Precisely this region was prone to prolonged and ferocious droughts for which its inhabitants had to migrate to other states or countries. It was in this exodus that a group ran into Julio Cesar Arana. It did not matter to him that they did not speak Spanish, since the only important thing was that they could extract the rubber.

The rubber tapper was indebted to be able to control him in perpetuity. In the first place, he charged the passage to the Yurimaguas at about thirty pounds sterling each; the tools needed to collect rubber, weapons, and supplies were also added to their debts. Nothing was free and Arana felt safe with this system because, according to his accounting books, three months of continuous work was not enough to pay off his debts. What's more, he didn't give them time to fish or hunt; in this way the debts increased with each new order for provisions.

. . .

Julio Cesar was making a prestigious name for himself in Iquitos. He was considered a prosperous rubber tapper and began promoting educational initiatives throughout the town. The first of his trips to Putumayo was in 1901; then it took almost fifteen days to be able to arrive. When he was in La Chorrea, a stop on the long journey, he did business, but he also got to know the Huitotos, an Amazonian community characterized by its passivity.

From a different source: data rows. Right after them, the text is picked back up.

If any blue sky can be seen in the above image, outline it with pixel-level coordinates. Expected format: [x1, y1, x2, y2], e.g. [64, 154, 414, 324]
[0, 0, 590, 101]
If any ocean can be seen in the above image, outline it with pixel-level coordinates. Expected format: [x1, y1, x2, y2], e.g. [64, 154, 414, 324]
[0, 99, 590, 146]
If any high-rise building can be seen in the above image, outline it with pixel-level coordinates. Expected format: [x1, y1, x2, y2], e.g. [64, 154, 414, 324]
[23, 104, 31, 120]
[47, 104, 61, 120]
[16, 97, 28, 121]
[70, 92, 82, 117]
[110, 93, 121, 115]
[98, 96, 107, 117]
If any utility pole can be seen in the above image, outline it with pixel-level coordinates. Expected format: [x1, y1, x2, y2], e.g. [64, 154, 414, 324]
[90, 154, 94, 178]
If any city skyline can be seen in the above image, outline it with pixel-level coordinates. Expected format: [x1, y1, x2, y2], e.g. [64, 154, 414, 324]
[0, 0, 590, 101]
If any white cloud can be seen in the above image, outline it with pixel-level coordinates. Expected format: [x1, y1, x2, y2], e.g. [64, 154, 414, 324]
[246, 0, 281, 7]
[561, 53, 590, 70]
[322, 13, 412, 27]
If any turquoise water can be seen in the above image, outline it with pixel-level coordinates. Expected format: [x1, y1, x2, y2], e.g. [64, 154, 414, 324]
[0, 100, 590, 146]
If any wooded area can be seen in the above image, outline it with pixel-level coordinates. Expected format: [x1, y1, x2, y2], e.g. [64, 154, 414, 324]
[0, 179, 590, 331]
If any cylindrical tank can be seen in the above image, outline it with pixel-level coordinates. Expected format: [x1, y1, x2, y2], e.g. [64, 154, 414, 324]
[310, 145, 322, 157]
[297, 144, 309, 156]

Possibly he has thought of the gains he would make by subduing this town for nothing, how easy it would be. Julio Cesar Arana saw the native Indians as the only ones who could work and survive in that habitat where the valuable rubber was.

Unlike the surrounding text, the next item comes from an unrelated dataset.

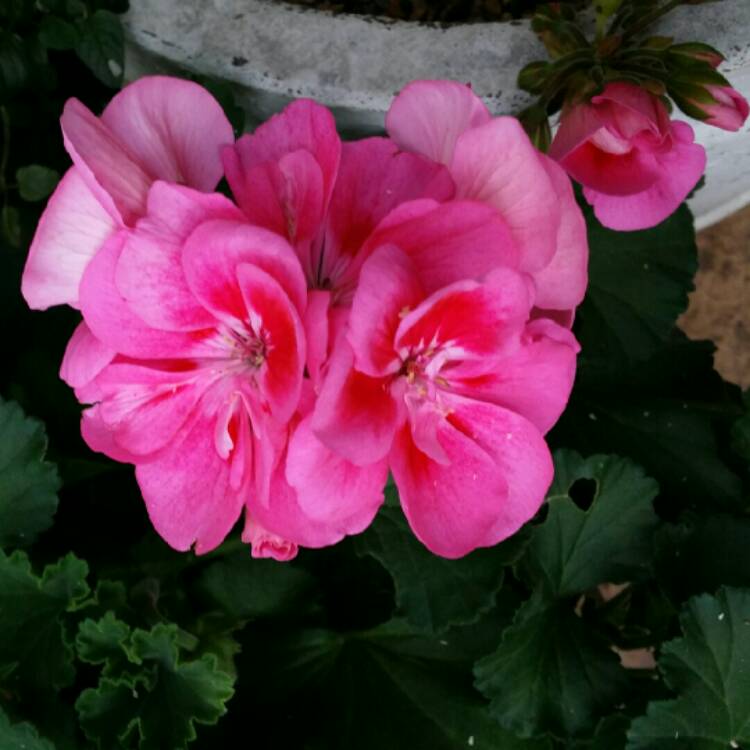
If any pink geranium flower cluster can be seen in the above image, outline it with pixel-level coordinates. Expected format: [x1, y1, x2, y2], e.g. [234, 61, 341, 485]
[23, 77, 587, 560]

When he returned, he was given a great position: mayor of Iquitos from 1902. His administration, which lasted a year, was one of constant absences since rubber was a priority in his life. Arana did not stop indebting his rubber tappers who, in reality, assumed themselves as part of his company. As his debts grew, Arana was able to make the most of his manpower.

The price of rubber rose every day to exorbitant levels and thus, in a short time, Arana was creating a great empire at the cost of debts and human miseries. Within a few years, Arana became the richest man in Peru. His empire was supported by his relatives and the government never condemned his injustices.